Ok, now the upper bound would be O(2*nlogn) = O(nlogn). If the ranges increases, that makes the run time of upper loop decrease but increases the number of remove operations. I'm sure the upper bound won't change, let's make it a homework for you to calculate :)

Answer 2

A solution with a treap is pretty straightforward.

For each query, you need to split the treap by implicit key to obtain the subtree that corresponds to the [l, r] range (it takes O(log n) time). After that, you can iterate over the subtree and find the knight with the maximum strength. After that, you just need to merge the [0, l) and [r + 1, end) parts of the treap with the node that corresponds to this knight.

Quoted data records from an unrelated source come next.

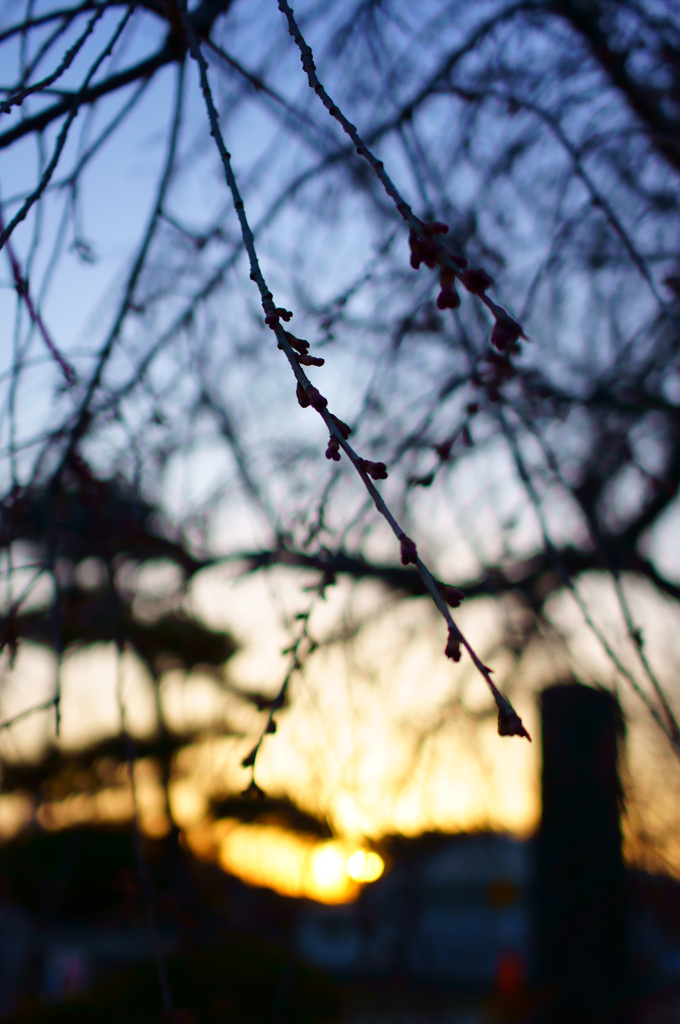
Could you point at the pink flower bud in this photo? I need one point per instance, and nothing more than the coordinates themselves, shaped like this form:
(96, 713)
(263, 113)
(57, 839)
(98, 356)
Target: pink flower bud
(302, 396)
(316, 399)
(409, 550)
(452, 595)
(453, 648)
(505, 333)
(476, 281)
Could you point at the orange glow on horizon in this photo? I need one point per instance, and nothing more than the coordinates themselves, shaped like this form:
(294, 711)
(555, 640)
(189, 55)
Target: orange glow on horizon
(290, 863)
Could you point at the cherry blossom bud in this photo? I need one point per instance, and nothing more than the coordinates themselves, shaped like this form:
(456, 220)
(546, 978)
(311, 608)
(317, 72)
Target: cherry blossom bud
(345, 431)
(505, 333)
(509, 723)
(452, 595)
(297, 343)
(249, 760)
(316, 399)
(416, 257)
(453, 648)
(436, 227)
(310, 360)
(333, 450)
(302, 397)
(476, 281)
(409, 550)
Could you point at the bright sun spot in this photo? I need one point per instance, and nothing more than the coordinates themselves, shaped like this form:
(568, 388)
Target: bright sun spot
(365, 865)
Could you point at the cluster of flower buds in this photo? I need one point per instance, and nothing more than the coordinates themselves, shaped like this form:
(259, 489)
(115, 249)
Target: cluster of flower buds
(453, 648)
(452, 595)
(343, 429)
(333, 450)
(509, 722)
(476, 281)
(310, 396)
(280, 313)
(423, 248)
(448, 297)
(409, 550)
(302, 350)
(506, 333)
(376, 470)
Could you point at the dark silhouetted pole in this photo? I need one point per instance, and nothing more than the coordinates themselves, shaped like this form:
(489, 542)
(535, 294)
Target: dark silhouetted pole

It's clear that all parts of the solution except for the subtree traversal and printing work in O(log n) time per query. However, each operation reinserts only one knight and erase the rest from the range, so the size of the output (and the sum of sizes of subtrees) is linear in n. So the total time complexity is O(n log n).

I don't think you can solve with standard stl containers because there'no standard container that supports getting an iterator by index quickly and removing arbitrary elements.